Других, однако, не нашлось, а плата была весьма скромной. Няньками стали две седые старухи, по виду сёстры.
Старухи жили на соседней улице в одном из домов, стоявших параллельно друг другу. Чтобы попасть к ним, нужно было пройти анфиладой дворов и подняться на четвёртый этаж. Алик уже ходил, и Ника приводила его домой. Главной была Марта: лет семидесяти, тощая и прямая как карандаш, со строгим безгубым лицом и белыми волосами, стянутыми в мелкий клубочек на затылке; поверх платья всегда носила серый фартук. Вторая старуха, на вид немногим младше, оказалась дочерью Марты. В её лице не было строгости, только испуг и насторожённость; она не сводила боязливого взгляда с матери, которая называла её Манькой. «Сердится», — подумала Ника. «Манька!» — скомандовала старшая, и та поспешно двинулась в другую комнату, откуда вынесла узелок с Аликовой одеждой. Она ходила, сильно припадая на ногу в безобразном высоком башмаке. Братишка держал «Маньку» за руку — крупную, со страшными выпирающими суставами. Марта за что-то ругала её на незнакомом шершавом языке. Та смотрела виновато, крепко сжимая ручку малыша. Серое мешковатое платье, тусклая алюминиевая седина; густые волосы ровно подстрижены и держались круглой гребёнкой. Нике было так её жаль, что защемило в груди. «Вот уйдём, и Манька выскажет ей всё что думает». Она взяла за руку братишку и попрощалась.

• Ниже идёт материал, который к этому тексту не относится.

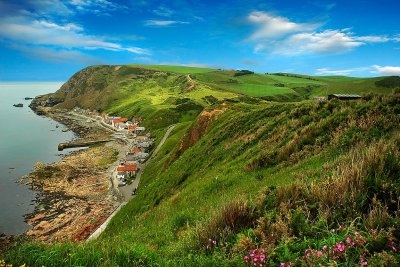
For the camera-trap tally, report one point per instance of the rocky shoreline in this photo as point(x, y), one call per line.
point(74, 195)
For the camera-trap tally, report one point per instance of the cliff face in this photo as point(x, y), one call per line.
point(88, 88)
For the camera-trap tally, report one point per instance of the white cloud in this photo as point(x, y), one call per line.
point(163, 11)
point(38, 32)
point(57, 55)
point(163, 23)
point(374, 39)
point(326, 42)
point(98, 7)
point(386, 70)
point(50, 7)
point(279, 35)
point(345, 72)
point(269, 26)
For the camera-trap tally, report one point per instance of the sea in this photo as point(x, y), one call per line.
point(25, 138)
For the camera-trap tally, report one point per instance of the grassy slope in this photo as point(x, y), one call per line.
point(245, 150)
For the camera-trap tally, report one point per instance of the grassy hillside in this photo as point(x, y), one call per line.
point(301, 184)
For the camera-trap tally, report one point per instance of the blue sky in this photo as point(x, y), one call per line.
point(50, 40)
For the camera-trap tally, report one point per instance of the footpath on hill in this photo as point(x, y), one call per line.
point(126, 191)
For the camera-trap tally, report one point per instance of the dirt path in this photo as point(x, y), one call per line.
point(126, 191)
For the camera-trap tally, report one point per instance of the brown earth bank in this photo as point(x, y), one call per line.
point(75, 195)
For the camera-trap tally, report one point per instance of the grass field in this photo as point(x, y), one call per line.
point(239, 173)
point(277, 176)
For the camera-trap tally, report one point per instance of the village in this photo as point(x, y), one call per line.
point(125, 175)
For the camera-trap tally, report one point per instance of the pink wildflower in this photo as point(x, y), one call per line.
point(246, 259)
point(340, 246)
point(363, 262)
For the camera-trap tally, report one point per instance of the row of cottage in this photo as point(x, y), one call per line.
point(130, 164)
point(139, 151)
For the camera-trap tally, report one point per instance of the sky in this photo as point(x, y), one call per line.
point(50, 40)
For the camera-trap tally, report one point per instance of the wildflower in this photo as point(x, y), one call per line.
point(340, 246)
point(392, 245)
point(363, 262)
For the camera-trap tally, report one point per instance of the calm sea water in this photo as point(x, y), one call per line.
point(25, 138)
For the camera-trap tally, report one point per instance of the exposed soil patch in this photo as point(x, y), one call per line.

Маня никогда не возражала матери, да и вообще никому — она была немой от рождения. Что не помешало ей привязаться к чужому малышу, самозабвенно нянчить его, таскать на руках и тайком от Марты стирать его мокрые штанишки. Заговорщицки приложив ко рту кривой палец, она совала Нике влажный свёрток и тыча себя в грудь, кивала: чистое, мол. Когда постирать не удавалось, она виновато мычала и мотала головой.
Лидия пришла в ужас: «Немая?! Чему ребёнок у неё научится, мычать?» — «Ой, да ладно тебе, — успокаивала тётя Лена, — вторая-то говорящая».
Алик отлично понимал все оттенки нянькиного мычания. Вторая старуха, хоть и «говорящая», никакого участия в Алике не принимала. Мать иногда передавала деньги с Никой; старуха заботливо разглаживала купюры и бросив острый взгляд на «Маньку», прятала в глубокий карман вечного фартука.
Крепко сбитая, широкоплечая Маня совсем не походила на мать — и слушалась каждого её слова, боясь рассердить. Она была для Марты дочерью, прислугой за всё, козлом отпущения — и надёжным источником скромного дохода. Нянчила чужих детей, ходила за продуктами, ковыляя на жутком своём башмаке вверх-вниз по лестнице, варила, стирала… Как она относилась к другим ребятишкам, до или после брата, Ника не знала; Алика же полюбила без памяти. Малыш легко заболевал, и вначале Лидия брала больничный. Алик плакал, звал Маню. Мать сдалась: его стали отправлять к старухам, объяснив, когда давать лекарства, что Маня благоговейно и выполняла.